Christopher Nolan’s first feature-film, Following, serves as proof of what one can achieve during the making of a “no-budget” film. Cobbled together on weekends when actors were available, Following has the rough-around-the-edge look of a French New-Wave film, but manages to be just as menacing and elaborately structured as Nolan’s more well-known films Memento and The Prestige.
Bill is a writer with nothing to write about, so he begins following people on the street. After doing this for a while he begins to make mistakes, and so he creates rules for himself to stay in check and stay safe. The rules are things like “never follow the same person twice”, and “don’t follow women into dark alleys”. While explaining his rules at the beginning of the film he says that “never follow the same person twice” was the first rule he broke.
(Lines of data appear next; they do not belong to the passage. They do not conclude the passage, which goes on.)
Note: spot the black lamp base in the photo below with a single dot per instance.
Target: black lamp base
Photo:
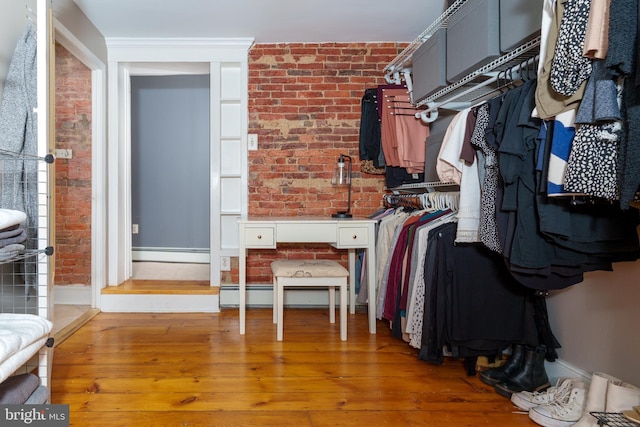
(341, 215)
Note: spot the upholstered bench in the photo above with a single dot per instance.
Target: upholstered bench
(312, 274)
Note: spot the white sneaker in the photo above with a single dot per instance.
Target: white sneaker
(526, 400)
(561, 413)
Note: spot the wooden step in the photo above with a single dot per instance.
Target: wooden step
(163, 287)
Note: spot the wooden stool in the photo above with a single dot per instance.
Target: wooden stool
(313, 274)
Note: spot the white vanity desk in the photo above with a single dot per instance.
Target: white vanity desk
(349, 233)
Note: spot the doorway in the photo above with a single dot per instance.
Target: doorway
(170, 183)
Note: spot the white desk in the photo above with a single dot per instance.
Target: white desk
(350, 234)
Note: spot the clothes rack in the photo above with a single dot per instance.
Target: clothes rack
(430, 201)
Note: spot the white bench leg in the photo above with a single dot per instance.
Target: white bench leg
(275, 300)
(343, 312)
(332, 304)
(280, 310)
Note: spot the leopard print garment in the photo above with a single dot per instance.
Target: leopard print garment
(569, 68)
(488, 228)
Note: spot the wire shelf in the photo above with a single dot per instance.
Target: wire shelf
(613, 419)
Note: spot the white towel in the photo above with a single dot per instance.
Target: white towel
(11, 217)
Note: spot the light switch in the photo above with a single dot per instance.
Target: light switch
(252, 141)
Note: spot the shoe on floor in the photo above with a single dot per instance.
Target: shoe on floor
(633, 415)
(561, 413)
(526, 400)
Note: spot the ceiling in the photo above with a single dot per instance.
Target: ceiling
(267, 21)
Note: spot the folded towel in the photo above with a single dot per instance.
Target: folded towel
(16, 390)
(10, 217)
(14, 230)
(10, 251)
(15, 239)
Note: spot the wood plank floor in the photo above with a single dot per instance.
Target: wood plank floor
(196, 370)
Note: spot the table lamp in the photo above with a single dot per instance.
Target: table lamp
(342, 176)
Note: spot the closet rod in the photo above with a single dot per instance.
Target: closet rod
(492, 70)
(427, 116)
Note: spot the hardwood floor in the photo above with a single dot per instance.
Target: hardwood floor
(196, 370)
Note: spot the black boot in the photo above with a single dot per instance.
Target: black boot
(511, 367)
(532, 376)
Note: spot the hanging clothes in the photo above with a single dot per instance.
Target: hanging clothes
(18, 135)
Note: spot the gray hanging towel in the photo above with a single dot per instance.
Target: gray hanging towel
(18, 134)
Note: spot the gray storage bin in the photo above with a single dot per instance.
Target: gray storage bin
(520, 21)
(429, 66)
(473, 37)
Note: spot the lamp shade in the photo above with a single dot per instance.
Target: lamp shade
(342, 176)
(342, 172)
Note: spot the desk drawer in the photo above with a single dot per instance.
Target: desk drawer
(353, 237)
(302, 232)
(259, 237)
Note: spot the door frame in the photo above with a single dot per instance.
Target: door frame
(123, 55)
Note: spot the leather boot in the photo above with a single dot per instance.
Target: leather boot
(596, 398)
(514, 363)
(531, 377)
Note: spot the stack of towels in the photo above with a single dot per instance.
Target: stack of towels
(12, 233)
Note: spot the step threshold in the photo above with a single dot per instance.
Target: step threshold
(163, 287)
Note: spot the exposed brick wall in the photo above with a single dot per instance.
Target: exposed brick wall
(73, 176)
(304, 103)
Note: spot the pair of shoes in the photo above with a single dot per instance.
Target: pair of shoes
(633, 415)
(526, 400)
(530, 377)
(607, 394)
(562, 412)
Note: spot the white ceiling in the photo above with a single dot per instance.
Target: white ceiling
(267, 21)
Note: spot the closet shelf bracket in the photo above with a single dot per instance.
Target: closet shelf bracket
(404, 58)
(481, 82)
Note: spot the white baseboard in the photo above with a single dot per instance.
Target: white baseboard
(72, 294)
(170, 256)
(561, 368)
(146, 303)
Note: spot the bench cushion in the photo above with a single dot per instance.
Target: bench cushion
(308, 268)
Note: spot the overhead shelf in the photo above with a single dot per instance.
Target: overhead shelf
(474, 86)
(403, 61)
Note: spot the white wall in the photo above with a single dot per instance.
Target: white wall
(598, 322)
(77, 23)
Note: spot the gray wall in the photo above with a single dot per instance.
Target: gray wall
(598, 322)
(170, 161)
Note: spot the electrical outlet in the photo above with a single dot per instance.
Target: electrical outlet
(63, 153)
(225, 263)
(252, 141)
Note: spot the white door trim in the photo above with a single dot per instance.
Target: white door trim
(125, 56)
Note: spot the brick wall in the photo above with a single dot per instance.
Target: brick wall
(73, 176)
(304, 103)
The results to that choice, I might add, are catastrophic for young Bill.
The man Bill decides to follow is a man named Cobb. One afternoon in a cafe Cobb confronts Bill who reveals himself to be a writer with nothing to write about, Cobb then reveals that he is a thief (keen-listeners will note that “Cobb” is the name of the thief in Nolan’s heist film Inception). So Cobb begins taking Bill with him on his “flat-jobs”.
The film’s story is told through three different timelines which all move forward and together at the end of the film. The structure feels somewhat clumsy when compared to Nolan’s later films, but reveals that even from the beginning of his career he had the ability to play with narrative structure in creative and interesting ways. The difference, however, is that in this film the “trick” editing feels unjustified by the film’s plot. In Memento and The Prestige the odd narrative structures are grounded in the way the plot functions (memory loss and two characters reading each other’s journals, respectively).
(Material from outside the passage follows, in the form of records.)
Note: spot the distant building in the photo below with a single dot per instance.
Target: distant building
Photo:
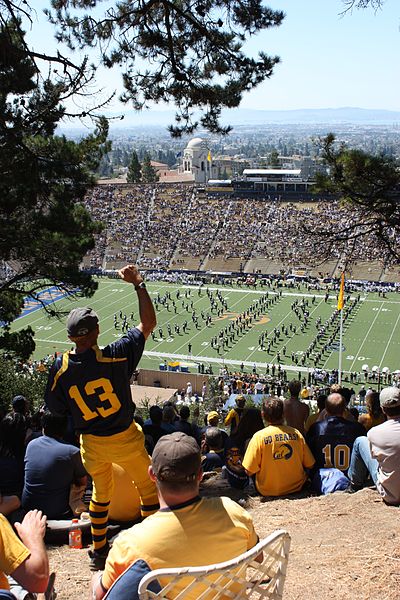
(196, 161)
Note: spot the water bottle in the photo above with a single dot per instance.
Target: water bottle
(75, 535)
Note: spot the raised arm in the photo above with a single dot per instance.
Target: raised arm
(148, 320)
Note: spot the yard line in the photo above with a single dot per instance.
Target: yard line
(389, 340)
(221, 361)
(366, 335)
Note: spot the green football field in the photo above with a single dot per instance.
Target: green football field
(371, 334)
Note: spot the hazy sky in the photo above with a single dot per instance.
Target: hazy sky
(328, 60)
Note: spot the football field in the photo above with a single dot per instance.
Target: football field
(371, 332)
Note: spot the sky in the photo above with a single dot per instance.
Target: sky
(327, 60)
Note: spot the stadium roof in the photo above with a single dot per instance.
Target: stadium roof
(261, 172)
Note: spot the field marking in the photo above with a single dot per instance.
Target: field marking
(222, 362)
(389, 340)
(378, 312)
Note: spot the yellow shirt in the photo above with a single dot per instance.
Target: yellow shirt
(278, 455)
(12, 552)
(206, 531)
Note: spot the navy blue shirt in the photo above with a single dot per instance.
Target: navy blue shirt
(94, 386)
(50, 467)
(331, 442)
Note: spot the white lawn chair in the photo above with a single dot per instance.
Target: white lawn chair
(241, 577)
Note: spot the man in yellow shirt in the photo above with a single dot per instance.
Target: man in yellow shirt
(278, 455)
(187, 530)
(25, 560)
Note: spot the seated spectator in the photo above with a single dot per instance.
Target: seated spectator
(12, 451)
(187, 530)
(8, 504)
(277, 455)
(25, 559)
(295, 412)
(152, 426)
(183, 424)
(375, 415)
(377, 456)
(346, 393)
(51, 467)
(235, 414)
(213, 456)
(236, 444)
(168, 420)
(321, 398)
(331, 440)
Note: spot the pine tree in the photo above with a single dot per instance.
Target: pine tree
(134, 174)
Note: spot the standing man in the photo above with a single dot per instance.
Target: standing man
(295, 412)
(93, 385)
(187, 530)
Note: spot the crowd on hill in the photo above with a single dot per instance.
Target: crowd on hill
(87, 450)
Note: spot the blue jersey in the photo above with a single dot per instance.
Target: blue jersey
(94, 386)
(331, 442)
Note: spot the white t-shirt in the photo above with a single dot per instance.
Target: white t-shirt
(385, 447)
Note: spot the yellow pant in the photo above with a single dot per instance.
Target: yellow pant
(125, 449)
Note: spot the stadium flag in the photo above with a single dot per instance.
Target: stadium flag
(341, 294)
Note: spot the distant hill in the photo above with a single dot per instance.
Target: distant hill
(249, 116)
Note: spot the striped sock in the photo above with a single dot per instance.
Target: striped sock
(98, 512)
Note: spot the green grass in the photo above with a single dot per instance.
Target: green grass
(371, 336)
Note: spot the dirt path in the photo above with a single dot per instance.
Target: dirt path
(343, 546)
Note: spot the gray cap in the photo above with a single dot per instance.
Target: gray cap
(390, 397)
(81, 321)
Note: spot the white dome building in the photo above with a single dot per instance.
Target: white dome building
(196, 160)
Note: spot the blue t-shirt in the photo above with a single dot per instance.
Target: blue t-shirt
(94, 386)
(331, 442)
(51, 466)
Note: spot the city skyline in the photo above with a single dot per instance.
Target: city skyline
(328, 60)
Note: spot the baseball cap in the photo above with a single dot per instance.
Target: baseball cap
(176, 457)
(81, 321)
(212, 415)
(19, 403)
(390, 397)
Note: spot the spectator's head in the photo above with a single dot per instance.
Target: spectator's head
(20, 405)
(248, 425)
(169, 414)
(53, 425)
(176, 465)
(373, 405)
(346, 393)
(12, 435)
(213, 438)
(294, 388)
(240, 401)
(321, 399)
(83, 326)
(213, 418)
(155, 414)
(184, 412)
(273, 410)
(335, 405)
(390, 401)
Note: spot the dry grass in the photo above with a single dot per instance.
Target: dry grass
(343, 546)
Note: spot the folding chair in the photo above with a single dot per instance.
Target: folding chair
(240, 577)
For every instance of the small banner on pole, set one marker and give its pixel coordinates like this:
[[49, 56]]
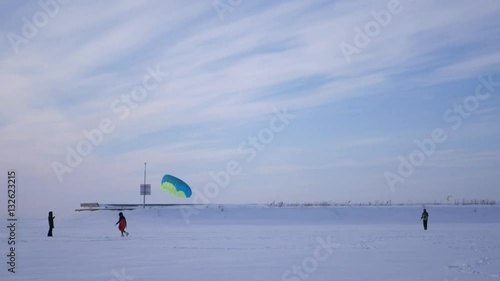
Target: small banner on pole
[[146, 189]]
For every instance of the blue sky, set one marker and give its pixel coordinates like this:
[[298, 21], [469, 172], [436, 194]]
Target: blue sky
[[221, 76]]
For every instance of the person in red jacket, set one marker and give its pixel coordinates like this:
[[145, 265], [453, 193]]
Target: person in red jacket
[[122, 224]]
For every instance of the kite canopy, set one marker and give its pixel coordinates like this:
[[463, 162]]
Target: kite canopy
[[175, 186]]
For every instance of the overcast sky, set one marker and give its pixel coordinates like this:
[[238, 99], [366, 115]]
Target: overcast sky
[[280, 100]]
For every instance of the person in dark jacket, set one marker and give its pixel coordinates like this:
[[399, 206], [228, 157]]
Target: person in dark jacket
[[424, 218], [51, 224], [122, 224]]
That said, the actual plot (“story”) is interesting, and the non-linear structure allows the film to build mystery in a way that would not be possible were the film told “straight”.
From a production standpoint the only negatives are really limitations put on the film by its having no budget (ie, things that were outside of Nolan’s control). Most of the film is shot handheld, which isn’t necessarily a bad thing, but at times it feels too shaky. Also, the sound quality is…iffy, in spots, and yet very clear in others. That said, the actual images Nolan captured are quite nice looking and goes along way to show how wonderful 16mm film can look in the right hands.
Following is worth watching if only to see where Nolan started. But the main attraction here is that it’s a fun way to spend an hour. The film is limited by its lack of budget (I know the feeling), but manages to rise above those limitations and shine as an example of what can be done with very little money.
The movie is currently streaming on Netflix, and was recently released on a fantastic blu-ray by The Criterion Collection. Make no mistakes, the blu-ray is gorgeous looking. If you’re a Nolan fan then check it out. If you’re a noir fan then check it out.